= Christopher Cool =

1960s juvenile mystery and spy book series

Christopher Cool: TEEN Agent is a series of six young adult novels produced between 1967 and 1969 by the Stratemeyer Syndicate and published by Grosset & Dunlap. They were written by Jack Lancer, a pseudonym.

TEEN is an acronym for Top-secret Educational Espionage Network, which is a fictional branch of the CIA. TEEN recruits the best students from leading colleges and universities. The young agents travel the world on assignments. Christopher goes to the Middle East in Mission:Moonfire; he is at the Riviera in X Marks the Spy; and he works in London in Department of Danger.

The novels have hardcovers, and each title was advertised as being illustrated with twenty drawings. The series was sold in stores until at least 1972.

==Authors==
At least two individuals have been cited as having connections to the series.

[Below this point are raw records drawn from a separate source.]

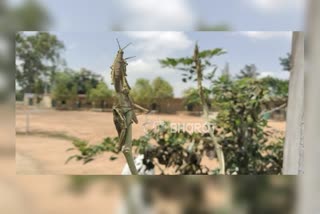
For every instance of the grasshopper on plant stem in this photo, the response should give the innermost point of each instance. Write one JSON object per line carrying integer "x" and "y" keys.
{"x": 123, "y": 108}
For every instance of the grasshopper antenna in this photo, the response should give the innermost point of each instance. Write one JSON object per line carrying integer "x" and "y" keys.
{"x": 118, "y": 43}
{"x": 126, "y": 46}
{"x": 129, "y": 57}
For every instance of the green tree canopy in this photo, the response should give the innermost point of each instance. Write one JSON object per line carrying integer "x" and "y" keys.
{"x": 277, "y": 87}
{"x": 249, "y": 71}
{"x": 285, "y": 62}
{"x": 161, "y": 88}
{"x": 38, "y": 57}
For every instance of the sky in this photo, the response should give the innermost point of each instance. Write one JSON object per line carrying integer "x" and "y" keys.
{"x": 101, "y": 15}
{"x": 85, "y": 27}
{"x": 96, "y": 51}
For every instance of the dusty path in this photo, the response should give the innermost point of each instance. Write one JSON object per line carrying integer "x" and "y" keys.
{"x": 47, "y": 155}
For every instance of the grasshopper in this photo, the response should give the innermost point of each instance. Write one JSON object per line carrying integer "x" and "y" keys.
{"x": 124, "y": 102}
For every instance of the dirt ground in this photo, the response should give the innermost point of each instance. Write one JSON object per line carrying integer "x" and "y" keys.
{"x": 41, "y": 154}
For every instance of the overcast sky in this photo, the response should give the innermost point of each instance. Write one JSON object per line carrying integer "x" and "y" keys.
{"x": 100, "y": 15}
{"x": 96, "y": 51}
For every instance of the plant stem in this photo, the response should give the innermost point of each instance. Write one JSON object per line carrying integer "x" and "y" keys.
{"x": 127, "y": 148}
{"x": 218, "y": 147}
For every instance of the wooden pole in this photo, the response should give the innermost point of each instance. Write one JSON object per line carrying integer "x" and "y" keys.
{"x": 293, "y": 148}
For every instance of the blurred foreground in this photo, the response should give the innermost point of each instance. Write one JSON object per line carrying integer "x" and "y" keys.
{"x": 108, "y": 194}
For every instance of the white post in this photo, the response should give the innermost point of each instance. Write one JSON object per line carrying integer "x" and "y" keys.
{"x": 293, "y": 149}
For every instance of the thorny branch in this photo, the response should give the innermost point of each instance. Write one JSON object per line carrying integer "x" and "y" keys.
{"x": 123, "y": 108}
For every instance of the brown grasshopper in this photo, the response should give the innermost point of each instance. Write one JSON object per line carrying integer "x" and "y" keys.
{"x": 124, "y": 102}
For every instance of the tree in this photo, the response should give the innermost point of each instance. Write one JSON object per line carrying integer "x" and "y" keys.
{"x": 191, "y": 96}
{"x": 285, "y": 62}
{"x": 30, "y": 15}
{"x": 100, "y": 94}
{"x": 64, "y": 87}
{"x": 142, "y": 92}
{"x": 38, "y": 57}
{"x": 242, "y": 127}
{"x": 277, "y": 87}
{"x": 294, "y": 145}
{"x": 249, "y": 71}
{"x": 193, "y": 69}
{"x": 161, "y": 89}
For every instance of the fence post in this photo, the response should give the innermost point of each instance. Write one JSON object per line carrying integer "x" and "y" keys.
{"x": 293, "y": 148}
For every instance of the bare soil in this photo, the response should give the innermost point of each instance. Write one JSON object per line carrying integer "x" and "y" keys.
{"x": 41, "y": 154}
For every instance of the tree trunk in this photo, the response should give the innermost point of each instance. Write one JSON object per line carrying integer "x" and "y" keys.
{"x": 293, "y": 149}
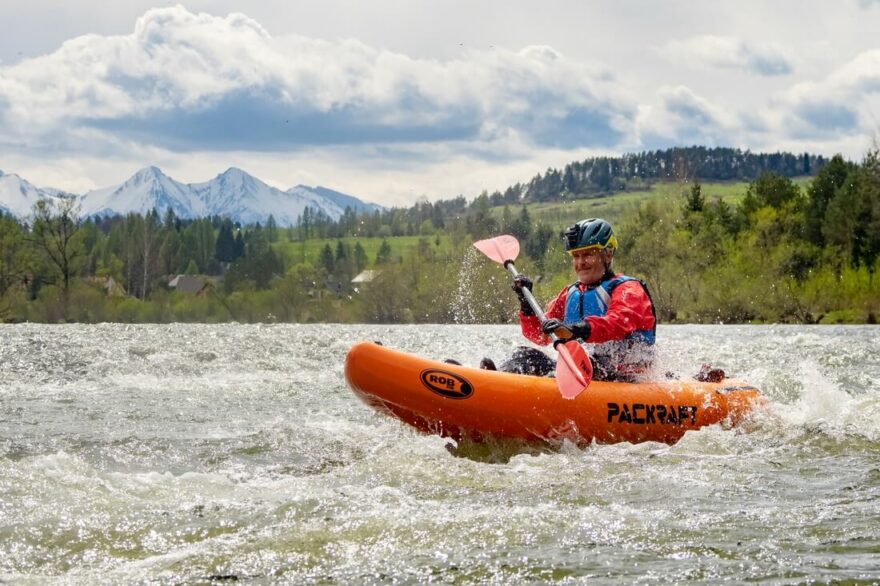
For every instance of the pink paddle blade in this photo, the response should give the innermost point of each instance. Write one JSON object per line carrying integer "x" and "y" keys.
{"x": 500, "y": 249}
{"x": 574, "y": 371}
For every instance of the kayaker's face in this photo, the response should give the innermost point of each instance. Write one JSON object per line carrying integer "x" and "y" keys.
{"x": 590, "y": 264}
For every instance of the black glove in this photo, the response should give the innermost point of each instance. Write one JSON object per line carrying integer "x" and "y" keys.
{"x": 519, "y": 282}
{"x": 565, "y": 331}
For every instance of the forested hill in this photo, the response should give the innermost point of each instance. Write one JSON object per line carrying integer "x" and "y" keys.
{"x": 598, "y": 176}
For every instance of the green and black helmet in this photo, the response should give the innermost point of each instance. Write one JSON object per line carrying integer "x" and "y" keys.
{"x": 589, "y": 233}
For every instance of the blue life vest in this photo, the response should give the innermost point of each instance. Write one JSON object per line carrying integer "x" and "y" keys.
{"x": 635, "y": 351}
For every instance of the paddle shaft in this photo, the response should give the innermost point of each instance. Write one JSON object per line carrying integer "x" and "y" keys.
{"x": 533, "y": 303}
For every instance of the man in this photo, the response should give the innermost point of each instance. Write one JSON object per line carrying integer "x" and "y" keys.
{"x": 611, "y": 314}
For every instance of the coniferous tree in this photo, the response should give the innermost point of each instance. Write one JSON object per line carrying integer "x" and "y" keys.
{"x": 224, "y": 248}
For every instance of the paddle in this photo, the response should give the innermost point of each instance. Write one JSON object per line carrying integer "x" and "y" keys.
{"x": 573, "y": 368}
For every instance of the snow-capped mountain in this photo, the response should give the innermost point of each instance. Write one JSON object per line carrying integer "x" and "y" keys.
{"x": 234, "y": 194}
{"x": 18, "y": 196}
{"x": 238, "y": 195}
{"x": 147, "y": 189}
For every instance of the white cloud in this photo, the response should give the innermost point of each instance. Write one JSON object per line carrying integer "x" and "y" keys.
{"x": 389, "y": 112}
{"x": 725, "y": 52}
{"x": 681, "y": 116}
{"x": 194, "y": 81}
{"x": 845, "y": 103}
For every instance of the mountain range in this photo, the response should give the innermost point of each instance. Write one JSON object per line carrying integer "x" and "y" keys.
{"x": 234, "y": 194}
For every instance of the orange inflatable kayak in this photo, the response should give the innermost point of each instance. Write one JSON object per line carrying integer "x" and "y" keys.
{"x": 463, "y": 402}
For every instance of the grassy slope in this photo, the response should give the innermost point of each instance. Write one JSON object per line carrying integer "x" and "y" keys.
{"x": 555, "y": 214}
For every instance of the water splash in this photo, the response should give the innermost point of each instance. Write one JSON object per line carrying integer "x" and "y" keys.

A 1969 newspaper article stated that Jim Lawrence was the author, and a 1977 article said that Robert Calder created the series.

==Characters==
Christopher Cool is a blonde blue-eyed student at Kingston University. He is fluent in dozens of languages, but his professors believe he "prefers discotheques to study hall, since his spy activities take him away from campus so frequently."

Geronimo Johnson is Chris' Apache roommate, who helped him solve cases.

Chris and Geronimo don’t carry guns, but instead use a pen-like anesthetic weapon called "sleepy sliver" to incapacitate their enemies. They are both skilled in martial arts, and use their abilities to disarm foes. TEEN gave them training in electronics, photography, cryptography, flying and scuba diving.

Other members of TEEN include Spice Carter, a student at Vassar College; Yummi Toyama, a Japanese-American student who attends Berkeley, and Beauregard Tatum, an African-American student at Harvard.

==Books in series==
- X Marks the Spy (1967)
- Mission: Moonfire (1967)
- Department of Danger (1967)
- Ace of Shadows (1968)
- Heads You Lose (1968)
- Trial by Fury (1969)

==Foreign editions==
All six novels were published in France by Hachette between 1969 and 1973 under the title Chris Cool. They were also translated into Swedish, where Christopher was renamed Ronnie Clark.